【1分でわかる】紛争下の教育を守る「学校保護宣言」 G7で日本だけ賛同していない理由
この記事は、with Planetで、2026年1月6日に配信された寄稿記事を再構成してお届けします。本編はこちらから
1. 紛争地で学校や教育が攻撃され、学べない子どもが急増している
2. 学校を守る国際指針が『学校保護宣言』として広がっている
3. 122カ国が賛同する中、日本はG7で唯一未参加
4. 日本にも賛同と具体的行動を求める声が強まっている
1, 増え続ける「教育への攻撃」
紛争が長期化・多発する中で、学校や大学が攻撃されています。丈夫な建物であるため、軍事拠点として使われることもあるためです。教育への攻撃には、校舎への爆撃だけでなく、生徒や教員の殺害・拉致、通学路での暴力なども含まれます。教育を受けられない状況は、子どもたちの将来だけでなく、社会全体の再建を難しくします。
2, 「学校保護宣言」とは何か
国際人道法において、学校は民間の所有物として攻撃してはならない対象とされています。しかし、これが守られていません。そこで紛争下でも学校や大学を守るための国際的な指針として宣言ができました。法的拘束力はありませんが、学校を軍事利用しない、意図的に破壊しないなどの原則を掲げ、多くの国が国内政策に反映しています。
3, なぜ日本は賛同していないのか
日本政府は、宣言の目的は評価する一方、「ガイドラインの中に、国際人道法の義務を超える内容が含まれ、自衛隊の部隊運用への影響を踏まえると、日本の実態にそぐわない内容も含まれる」と慎重な立場も示しています。2025年11月には、外務大臣が「クリアできる部分はクリアしながら、日本として賛同できるかどうか検討したい」と説明しました。
4, 国際社会の見方と日本への期待
宣言に賛同したマリでは、教育省が国防省の代表も含む国家専門委員会を設置し、紛争が続く中でも宣言の実施に取り組んでいます。
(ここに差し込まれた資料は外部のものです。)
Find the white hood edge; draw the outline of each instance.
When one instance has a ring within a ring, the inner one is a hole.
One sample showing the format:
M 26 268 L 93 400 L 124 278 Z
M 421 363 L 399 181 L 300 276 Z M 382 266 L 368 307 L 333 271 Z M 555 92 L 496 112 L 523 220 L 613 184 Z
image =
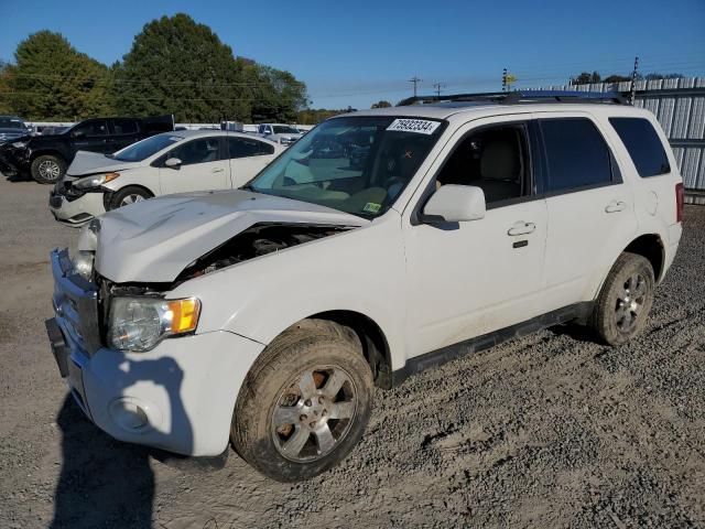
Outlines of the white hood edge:
M 370 220 L 246 191 L 162 196 L 100 217 L 96 270 L 117 283 L 172 282 L 193 261 L 260 223 L 360 227 Z
M 126 171 L 141 165 L 142 162 L 121 162 L 99 152 L 78 151 L 66 170 L 66 176 L 78 177 L 111 171 Z

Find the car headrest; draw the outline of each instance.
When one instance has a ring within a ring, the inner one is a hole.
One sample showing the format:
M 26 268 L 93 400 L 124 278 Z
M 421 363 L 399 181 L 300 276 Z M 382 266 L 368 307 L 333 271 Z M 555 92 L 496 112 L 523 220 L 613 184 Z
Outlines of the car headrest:
M 512 144 L 507 141 L 488 143 L 480 156 L 480 174 L 484 180 L 517 181 L 519 160 Z

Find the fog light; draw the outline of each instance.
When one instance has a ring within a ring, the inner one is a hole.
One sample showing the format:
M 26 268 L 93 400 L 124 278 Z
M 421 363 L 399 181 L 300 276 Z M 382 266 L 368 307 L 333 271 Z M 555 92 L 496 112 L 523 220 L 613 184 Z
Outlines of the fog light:
M 147 410 L 133 400 L 120 399 L 110 404 L 110 418 L 122 430 L 137 432 L 149 424 Z

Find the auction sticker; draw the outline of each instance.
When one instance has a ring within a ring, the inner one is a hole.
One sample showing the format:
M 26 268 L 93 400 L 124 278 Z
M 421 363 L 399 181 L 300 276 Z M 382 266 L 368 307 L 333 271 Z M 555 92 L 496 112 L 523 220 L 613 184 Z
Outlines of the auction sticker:
M 417 134 L 433 134 L 438 128 L 440 121 L 429 121 L 427 119 L 401 119 L 392 121 L 387 130 L 395 130 L 398 132 L 416 132 Z

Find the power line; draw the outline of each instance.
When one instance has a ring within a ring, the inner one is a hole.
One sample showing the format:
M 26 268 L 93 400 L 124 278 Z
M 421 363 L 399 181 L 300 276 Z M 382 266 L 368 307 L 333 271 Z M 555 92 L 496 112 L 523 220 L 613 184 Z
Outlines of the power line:
M 419 77 L 416 77 L 415 75 L 409 79 L 409 83 L 413 83 L 414 84 L 414 97 L 416 97 L 416 85 L 419 83 L 421 83 L 423 79 L 420 79 Z

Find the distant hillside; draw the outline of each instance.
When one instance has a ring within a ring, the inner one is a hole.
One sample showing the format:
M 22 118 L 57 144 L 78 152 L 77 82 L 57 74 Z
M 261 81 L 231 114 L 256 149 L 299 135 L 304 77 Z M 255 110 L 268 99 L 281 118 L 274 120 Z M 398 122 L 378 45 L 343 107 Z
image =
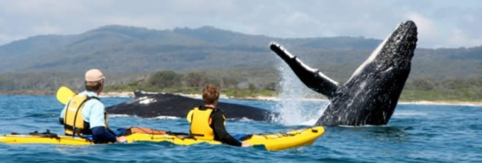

戦火にあるウクライナでも、2021年に「学校保護宣言行動計画」が作られ、教育施設への攻撃データを収集しています。国際人道支援組織は、宣言は国際人道法に基づき、教育の保護を強化するものだとしています。日本にも国際的な流れに加わることが期待されています。
学校は本来、攻撃されてはならない民間施設です。しかし現実には守られていません。「学校保護宣言」は、教育を守ることが戦後の社会再建の土台になるという考えに基づいています。紛争の絶えない世界において、多国間協調によるルール作りと、そのルールを守るよう求めていく必要性は一層増しているといえるでしょう。